Some shows end with a cliffhanger, Tin Star’s first season ended with Jim Worth (Tim Roth) clinging to life on a snow-capped cliff, having just lost one son and killed another, shot by his own daughter’s hand. That is how you close a show. How you open one after that is you walk it back a bit. Make that finality a bit less final. If the first season was about retracing how our protagonist would lose his son, the second season seems to detail how he’ll lose his daughter. We get an uncomfortable close-up of her hanging herself early on. Borrowing liberally from this popular technique in the Golden Age of Television, it’s going to show us an extreme of just how bad it can get, knowing we’re locked in to see how it got there.
The absence of a few major characters that met their demise has allowed the show to breathe more deeply, to center on its most significant characters, whom the plot always moved around in season one. Notably, we’re getting a lot more time with Elizabeth Bradshaw (Christina Hendricks), a pivotal character underutilized in previous episodes. Within the first three, Anna Worth (Abigail Lawrie) emerges as the show’s true star. She’s a scene stealer with the highest stakes. We know that Jim’s a questionable cop prone to relapse. All his angles have been explored. All except the wild storyline of how his daughter had a romance with her unknown brother, and her father killed him for ruining his ideal like Albertan family. The past follows our characters. Just like they couldn’t leave England for Canada and let the past be a wash, they’re only going to escalate this stellar crime drama on the second go-around.
The first three episodes indicate some forward-moving growth. The first and third are movers, while the second is exposition-heavy. The set up is that Anna’s been taken in by a religious cult, that stands as a front for something entirely more sinister.

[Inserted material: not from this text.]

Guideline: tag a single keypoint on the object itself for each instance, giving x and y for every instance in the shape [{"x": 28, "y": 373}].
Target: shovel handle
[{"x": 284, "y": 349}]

When it sets its hooks in – at the end of the third episode – we’re fully recommitted as Jim takes a truck through the walls of the cult. Once again, there’s a toxic measure of deceit within the family, informed by lies and manipulation, while each character strains just to find the piece of themselves that’s been lost in the hills of those Rocky Mountains. The soundtrack is choice, with perfect drops like Tricky’s “Blood of my Blood” cutting deep at just the right time. The soundtrack often feels like True Detective, like a bit of dirt in your eye. The mountains of Alberta remain majestic as ever and continue to provide the show a unique sensory experience and sense of place that sticks with us.
The good news is the second season is more of the first. The first three episodes are on-pace to continue the rock solid suspense building culmination of the original run. Here, we have a talented group of actors giving their all totally under the radar. Without much reservation, Tin Star remains one of my personal favorite shows on television, an overlooked gem about the alcoholic cop suffering for his family. The initial episodes are a big check that’s about to get cashed.
Review based on Episodes 1-3 of Season Two. Review may be updated to reflect the remainder of the run.